De son point de vue, les initiatives de diversité à l’embauche encouragées suite aux manifestations antiracistes bénéficieront aux classes moyennes et supérieures noires, ce qui est une bonne chose, mais ne feront rien pour améliorer la situation des Afro-Américain·es pauvres et non diplômé·es.
Une gauche antiraciste qui ne se mouille pas
La question n’est pas de savoir s’il faut choisir entre initiatives pro-diversité ou une meilleure protection sociale, mais il y a actuellement un déséquilibre en termes de priorités, avec de nombreux activistes qui demandent des quotas raciaux et des formations antiracistes, mais ont peu d’intérêt pour les revendications sociales.
«Informer les gens sur le privilège blanc et le racisme systémique ne va pas créer de bons emplois ou faire augmenter les salaires, explique l’historien. Ça ne nous donnera pas de meilleures écoles ou un meilleur accès à la santé en pleine pandémie.»

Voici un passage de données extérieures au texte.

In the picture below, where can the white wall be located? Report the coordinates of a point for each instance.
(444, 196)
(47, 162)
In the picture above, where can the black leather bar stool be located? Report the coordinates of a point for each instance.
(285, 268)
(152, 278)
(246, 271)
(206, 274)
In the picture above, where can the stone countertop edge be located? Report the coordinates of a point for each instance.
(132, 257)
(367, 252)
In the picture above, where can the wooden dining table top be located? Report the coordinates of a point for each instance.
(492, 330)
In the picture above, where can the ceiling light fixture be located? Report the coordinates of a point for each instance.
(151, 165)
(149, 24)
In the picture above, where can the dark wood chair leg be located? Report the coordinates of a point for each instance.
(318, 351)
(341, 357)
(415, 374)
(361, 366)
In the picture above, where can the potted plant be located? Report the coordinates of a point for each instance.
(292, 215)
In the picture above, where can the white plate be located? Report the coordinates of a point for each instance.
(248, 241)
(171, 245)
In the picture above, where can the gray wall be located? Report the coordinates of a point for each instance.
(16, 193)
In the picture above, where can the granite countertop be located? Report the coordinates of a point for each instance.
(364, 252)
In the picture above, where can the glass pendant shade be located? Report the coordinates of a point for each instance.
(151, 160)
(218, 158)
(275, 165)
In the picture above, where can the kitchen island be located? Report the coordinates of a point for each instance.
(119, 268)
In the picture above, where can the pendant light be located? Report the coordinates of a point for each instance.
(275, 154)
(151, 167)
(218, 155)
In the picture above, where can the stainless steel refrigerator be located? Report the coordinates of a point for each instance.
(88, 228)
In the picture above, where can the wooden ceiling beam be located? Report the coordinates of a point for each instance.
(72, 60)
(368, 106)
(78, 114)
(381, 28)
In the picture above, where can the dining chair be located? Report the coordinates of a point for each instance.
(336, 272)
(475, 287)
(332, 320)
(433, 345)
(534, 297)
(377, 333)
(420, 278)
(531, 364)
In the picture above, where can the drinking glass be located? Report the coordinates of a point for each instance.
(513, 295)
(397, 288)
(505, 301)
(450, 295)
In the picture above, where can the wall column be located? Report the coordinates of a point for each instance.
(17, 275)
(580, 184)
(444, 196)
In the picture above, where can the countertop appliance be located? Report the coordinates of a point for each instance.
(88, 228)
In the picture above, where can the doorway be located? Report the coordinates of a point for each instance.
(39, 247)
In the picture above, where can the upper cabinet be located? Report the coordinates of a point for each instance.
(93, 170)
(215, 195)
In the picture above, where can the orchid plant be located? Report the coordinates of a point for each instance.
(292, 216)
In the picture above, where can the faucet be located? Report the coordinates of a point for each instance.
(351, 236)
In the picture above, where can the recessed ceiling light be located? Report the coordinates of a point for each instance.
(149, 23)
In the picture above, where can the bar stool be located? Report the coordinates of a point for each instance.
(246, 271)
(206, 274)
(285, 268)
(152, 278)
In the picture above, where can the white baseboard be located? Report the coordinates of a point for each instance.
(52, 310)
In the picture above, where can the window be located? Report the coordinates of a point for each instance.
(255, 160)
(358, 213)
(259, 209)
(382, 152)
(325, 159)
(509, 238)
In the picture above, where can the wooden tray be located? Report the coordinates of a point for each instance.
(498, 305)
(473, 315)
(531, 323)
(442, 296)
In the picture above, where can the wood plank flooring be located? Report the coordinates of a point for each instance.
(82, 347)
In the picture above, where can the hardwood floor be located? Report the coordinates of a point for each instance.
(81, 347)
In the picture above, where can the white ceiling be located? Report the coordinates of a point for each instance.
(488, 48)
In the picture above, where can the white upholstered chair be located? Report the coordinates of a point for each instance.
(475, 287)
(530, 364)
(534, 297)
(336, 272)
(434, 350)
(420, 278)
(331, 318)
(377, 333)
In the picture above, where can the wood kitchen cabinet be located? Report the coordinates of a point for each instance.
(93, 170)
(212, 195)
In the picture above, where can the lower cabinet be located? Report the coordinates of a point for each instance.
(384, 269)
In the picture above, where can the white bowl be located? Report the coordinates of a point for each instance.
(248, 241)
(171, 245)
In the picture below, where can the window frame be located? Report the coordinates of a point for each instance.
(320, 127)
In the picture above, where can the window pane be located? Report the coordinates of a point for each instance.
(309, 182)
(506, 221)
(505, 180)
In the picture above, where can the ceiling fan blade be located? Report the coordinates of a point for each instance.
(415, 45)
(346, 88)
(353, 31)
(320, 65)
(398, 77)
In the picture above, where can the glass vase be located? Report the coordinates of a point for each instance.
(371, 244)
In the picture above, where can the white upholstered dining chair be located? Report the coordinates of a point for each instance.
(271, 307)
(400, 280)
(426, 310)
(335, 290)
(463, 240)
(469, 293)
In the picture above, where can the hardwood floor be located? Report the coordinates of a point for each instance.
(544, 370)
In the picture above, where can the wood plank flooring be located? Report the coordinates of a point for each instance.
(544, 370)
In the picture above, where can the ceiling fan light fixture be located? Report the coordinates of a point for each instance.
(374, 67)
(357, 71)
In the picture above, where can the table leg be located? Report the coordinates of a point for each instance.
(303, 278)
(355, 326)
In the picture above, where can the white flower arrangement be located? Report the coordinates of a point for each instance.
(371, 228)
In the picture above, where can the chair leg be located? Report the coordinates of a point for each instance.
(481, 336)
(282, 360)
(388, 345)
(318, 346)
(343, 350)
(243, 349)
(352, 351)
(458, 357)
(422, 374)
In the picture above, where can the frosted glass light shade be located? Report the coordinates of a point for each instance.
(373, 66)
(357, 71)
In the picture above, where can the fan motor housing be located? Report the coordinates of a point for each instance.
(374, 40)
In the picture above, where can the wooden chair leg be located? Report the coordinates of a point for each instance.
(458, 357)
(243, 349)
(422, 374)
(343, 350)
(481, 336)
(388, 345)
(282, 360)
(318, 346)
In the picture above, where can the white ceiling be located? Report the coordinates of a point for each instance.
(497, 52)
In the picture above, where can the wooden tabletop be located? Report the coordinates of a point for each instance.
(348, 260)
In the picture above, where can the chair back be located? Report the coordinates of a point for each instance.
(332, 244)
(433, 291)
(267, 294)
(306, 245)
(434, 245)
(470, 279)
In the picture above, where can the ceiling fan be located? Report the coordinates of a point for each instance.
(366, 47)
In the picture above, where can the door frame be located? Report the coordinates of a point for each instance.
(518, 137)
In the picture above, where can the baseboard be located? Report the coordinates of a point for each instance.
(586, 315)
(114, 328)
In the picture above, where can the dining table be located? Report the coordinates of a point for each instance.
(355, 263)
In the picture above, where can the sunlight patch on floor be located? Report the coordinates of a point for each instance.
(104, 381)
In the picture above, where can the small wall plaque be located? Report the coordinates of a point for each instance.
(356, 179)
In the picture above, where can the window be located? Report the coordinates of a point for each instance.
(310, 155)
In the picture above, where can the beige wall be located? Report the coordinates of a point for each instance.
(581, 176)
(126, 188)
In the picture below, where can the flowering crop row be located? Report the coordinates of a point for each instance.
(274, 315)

Aux États-Unis, la situation est paradoxale: avec d’un côté un discours antiraciste radical, mais de l’autre des revendications socio-économiques timides par rapport à l’Europe (l’assurance maladie pour tout le monde et les études à prix abordables restent considérés comme des objectifs lointains et irréalistes).
Or dans les médias américains, ces gens intellectuels de gauche, critiques du nouvel antiracisme, ne sont quasiment pas représentés. Ce qui laisse l’impression que seule la droite trumpienne et raciste s’y oppose.
«Le cadre d’analyse antiraciste permet aux médias de donner la parole à des voix qui semblent contestataires, avec des gens qui sont mobilisés contre le racisme. S’ils s’en tiennent à la question du racisme, sans critique du capitalisme, ils sont accpetables.»
Touré Reed, qui est Afro-Américain, explique qu’il est lui-même mobilisé contre les inégalités raciales mais que son approche pour les réduire est un peu différente: «Je ne pense pas que ces inégalités puissent être résolues en modifiant des pratiques de ressources humaines pour plus de diversité. La gauche antiraciste plaît à la télé et aux journaux parce qu’elle ne remet pas en question le fonctionnement du capitalisme.»